A very basic example is: In z = x + y, x and y are the features.
We can have simple features like above or even more complex features learned by our machine learning models (we will study these later on).

In [None]:
import matplotlib.pyplot as plt
from matplotlib import cm
import numpy as np

from mpl_toolkits.mplot3d.axes3d import get_test_data

 
# set up a figure twice as wide as it is tall
fig = plt.figure(figsize=plt.figaspect(1))

# =============
# First subplot
# =============
# set up the axes for the first plot
ax = fig.add_subplot(1, 1, 1, projection='3d')

# plot a 3D surface like in the example mplot3d/surface3d_demo
X = np.arange(-5, 5, 0.25) # feature 1
Y = np.arange(-5, 5, 0.25) # feature 2
X, Y = np.meshgrid(X, Y)
R = np.sqrt(X**2 + Y**2)
Z = np.sin(R) #output
surf = ax.plot_surface(X, Y, Z, rstride=1, cstride=1, cmap=cm.coolwarm,
                       linewidth=0.4, antialiased=False)
ax.set_zlim(-1.01, 1.01)
fig.colorbar(surf, shrink=0.5, aspect=10)

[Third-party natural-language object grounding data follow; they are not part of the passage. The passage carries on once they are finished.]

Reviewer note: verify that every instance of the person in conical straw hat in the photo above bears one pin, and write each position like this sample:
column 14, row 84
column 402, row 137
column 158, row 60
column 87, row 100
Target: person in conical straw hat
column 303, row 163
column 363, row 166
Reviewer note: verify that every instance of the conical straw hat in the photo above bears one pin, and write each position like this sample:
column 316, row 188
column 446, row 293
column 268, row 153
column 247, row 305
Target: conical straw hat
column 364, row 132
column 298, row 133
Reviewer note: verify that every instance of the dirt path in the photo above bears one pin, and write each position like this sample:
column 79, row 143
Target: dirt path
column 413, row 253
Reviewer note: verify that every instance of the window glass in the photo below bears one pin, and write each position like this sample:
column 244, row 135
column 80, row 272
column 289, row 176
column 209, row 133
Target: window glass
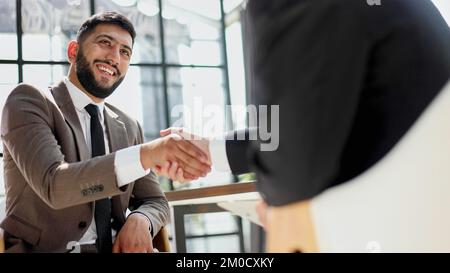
column 8, row 37
column 48, row 25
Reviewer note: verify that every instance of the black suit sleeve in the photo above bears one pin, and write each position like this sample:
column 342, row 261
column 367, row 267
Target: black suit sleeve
column 237, row 148
column 309, row 59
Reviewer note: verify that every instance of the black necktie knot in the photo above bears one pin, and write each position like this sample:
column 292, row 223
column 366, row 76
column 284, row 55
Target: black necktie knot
column 92, row 110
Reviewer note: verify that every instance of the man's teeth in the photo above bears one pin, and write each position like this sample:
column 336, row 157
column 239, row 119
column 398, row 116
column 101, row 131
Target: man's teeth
column 109, row 71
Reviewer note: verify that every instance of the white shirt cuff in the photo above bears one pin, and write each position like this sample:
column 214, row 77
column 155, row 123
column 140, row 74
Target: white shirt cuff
column 128, row 167
column 218, row 152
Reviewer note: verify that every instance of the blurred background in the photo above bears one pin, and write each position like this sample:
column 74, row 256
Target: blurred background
column 184, row 49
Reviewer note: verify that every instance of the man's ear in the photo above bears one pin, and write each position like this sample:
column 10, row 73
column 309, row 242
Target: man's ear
column 72, row 51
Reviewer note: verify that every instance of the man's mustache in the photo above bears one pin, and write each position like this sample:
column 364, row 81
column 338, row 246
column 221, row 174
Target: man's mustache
column 113, row 65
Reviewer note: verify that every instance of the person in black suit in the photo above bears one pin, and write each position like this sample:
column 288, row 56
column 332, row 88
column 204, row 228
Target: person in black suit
column 350, row 79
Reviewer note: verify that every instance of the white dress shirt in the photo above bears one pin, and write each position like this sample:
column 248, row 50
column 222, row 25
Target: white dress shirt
column 218, row 153
column 127, row 163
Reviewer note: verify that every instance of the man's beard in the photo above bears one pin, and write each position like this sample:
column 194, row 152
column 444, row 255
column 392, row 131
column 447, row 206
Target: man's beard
column 87, row 79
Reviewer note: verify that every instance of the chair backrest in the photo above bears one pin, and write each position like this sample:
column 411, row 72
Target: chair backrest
column 160, row 240
column 402, row 204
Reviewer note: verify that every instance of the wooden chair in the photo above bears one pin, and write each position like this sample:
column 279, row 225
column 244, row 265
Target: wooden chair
column 401, row 204
column 2, row 243
column 160, row 241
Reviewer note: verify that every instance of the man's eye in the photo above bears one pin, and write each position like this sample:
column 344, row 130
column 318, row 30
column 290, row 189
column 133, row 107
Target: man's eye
column 105, row 42
column 126, row 53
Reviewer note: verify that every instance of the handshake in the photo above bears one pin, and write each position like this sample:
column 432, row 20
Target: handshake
column 178, row 155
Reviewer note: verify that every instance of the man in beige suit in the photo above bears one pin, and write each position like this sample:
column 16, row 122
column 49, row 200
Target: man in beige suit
column 71, row 160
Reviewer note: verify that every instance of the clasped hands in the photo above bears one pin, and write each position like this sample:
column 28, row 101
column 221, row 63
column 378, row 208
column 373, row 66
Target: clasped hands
column 179, row 155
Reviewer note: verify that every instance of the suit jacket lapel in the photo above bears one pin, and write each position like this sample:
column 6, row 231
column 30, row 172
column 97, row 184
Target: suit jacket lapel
column 65, row 104
column 118, row 139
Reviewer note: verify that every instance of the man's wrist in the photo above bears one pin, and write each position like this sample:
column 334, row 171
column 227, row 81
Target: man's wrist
column 143, row 217
column 144, row 156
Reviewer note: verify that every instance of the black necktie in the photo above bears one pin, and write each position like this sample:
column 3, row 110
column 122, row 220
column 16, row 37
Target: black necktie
column 102, row 207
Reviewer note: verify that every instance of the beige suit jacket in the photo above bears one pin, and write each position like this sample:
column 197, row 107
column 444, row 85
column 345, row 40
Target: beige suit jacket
column 51, row 181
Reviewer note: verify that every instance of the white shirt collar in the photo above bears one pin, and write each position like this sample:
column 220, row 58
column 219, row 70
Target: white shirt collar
column 80, row 99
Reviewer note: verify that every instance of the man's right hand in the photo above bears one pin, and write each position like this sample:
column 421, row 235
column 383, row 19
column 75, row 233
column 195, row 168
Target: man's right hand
column 173, row 151
column 174, row 171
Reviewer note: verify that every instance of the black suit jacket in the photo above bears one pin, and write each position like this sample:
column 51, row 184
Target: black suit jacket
column 350, row 79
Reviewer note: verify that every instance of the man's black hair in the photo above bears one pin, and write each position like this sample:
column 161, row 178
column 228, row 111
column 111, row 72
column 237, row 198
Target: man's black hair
column 109, row 17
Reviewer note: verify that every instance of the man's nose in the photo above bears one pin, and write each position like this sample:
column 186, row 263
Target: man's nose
column 114, row 55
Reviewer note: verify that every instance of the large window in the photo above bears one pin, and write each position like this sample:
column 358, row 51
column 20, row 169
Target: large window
column 181, row 56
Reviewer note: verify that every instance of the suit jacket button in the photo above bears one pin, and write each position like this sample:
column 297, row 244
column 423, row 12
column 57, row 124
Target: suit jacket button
column 82, row 224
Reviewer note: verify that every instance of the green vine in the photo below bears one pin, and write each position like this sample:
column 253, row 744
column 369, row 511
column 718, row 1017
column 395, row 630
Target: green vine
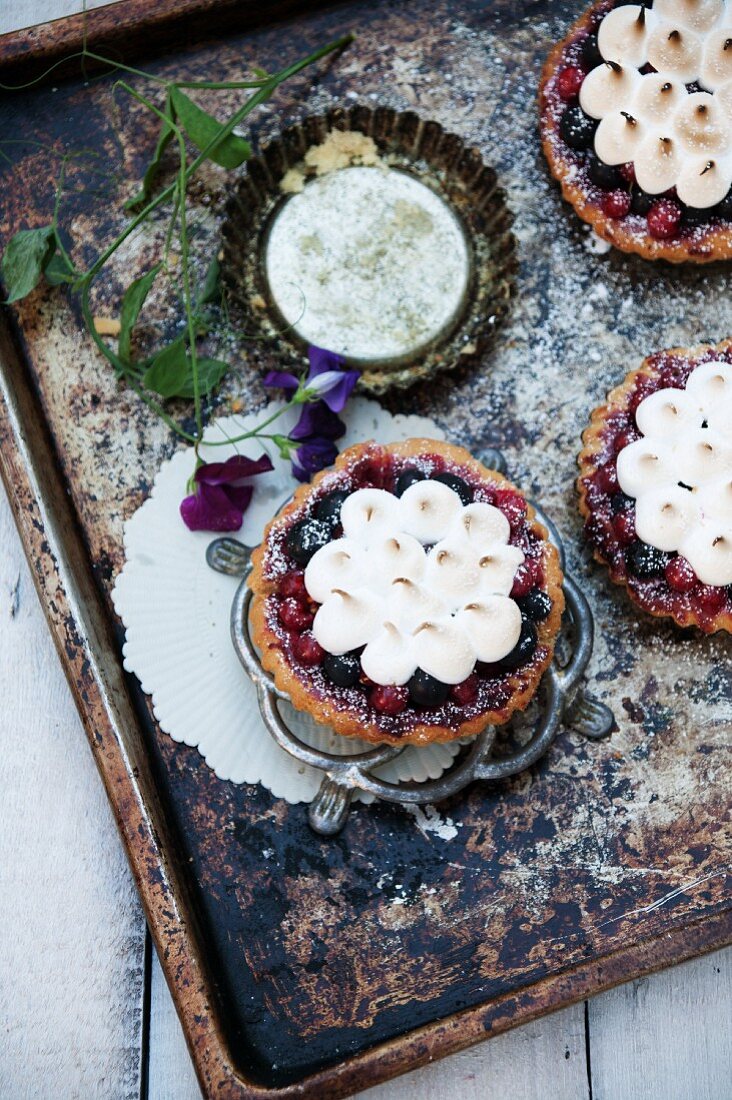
column 175, row 370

# Part 2: Features of text
How do we apply machine learning on text? We can't directly use the text as input to our algorithms. We need to convert them to features.They are converted into vectors (embeddings) or one hot encoded.  Let us explore a simple way of converting text to features. 

Let us download a few documents off Wikipedia.

In [None]:
## set language and then download the data.

topic1 = 'Giraffe'
topic2 = 'Elephant'
wikipedia.set_lang('en') 
eng1 = wikipedia.page(topic1).content
eng2 = wikipedia.page(topic2).content
wikipedia.set_lang('fr')
fr1 = wikipedia.page(topic1).content
fr2 = wikipedia.page(topic2).content



This is what the text looks like:

In [None]:
fr2 ## the french textual data describing the second topic.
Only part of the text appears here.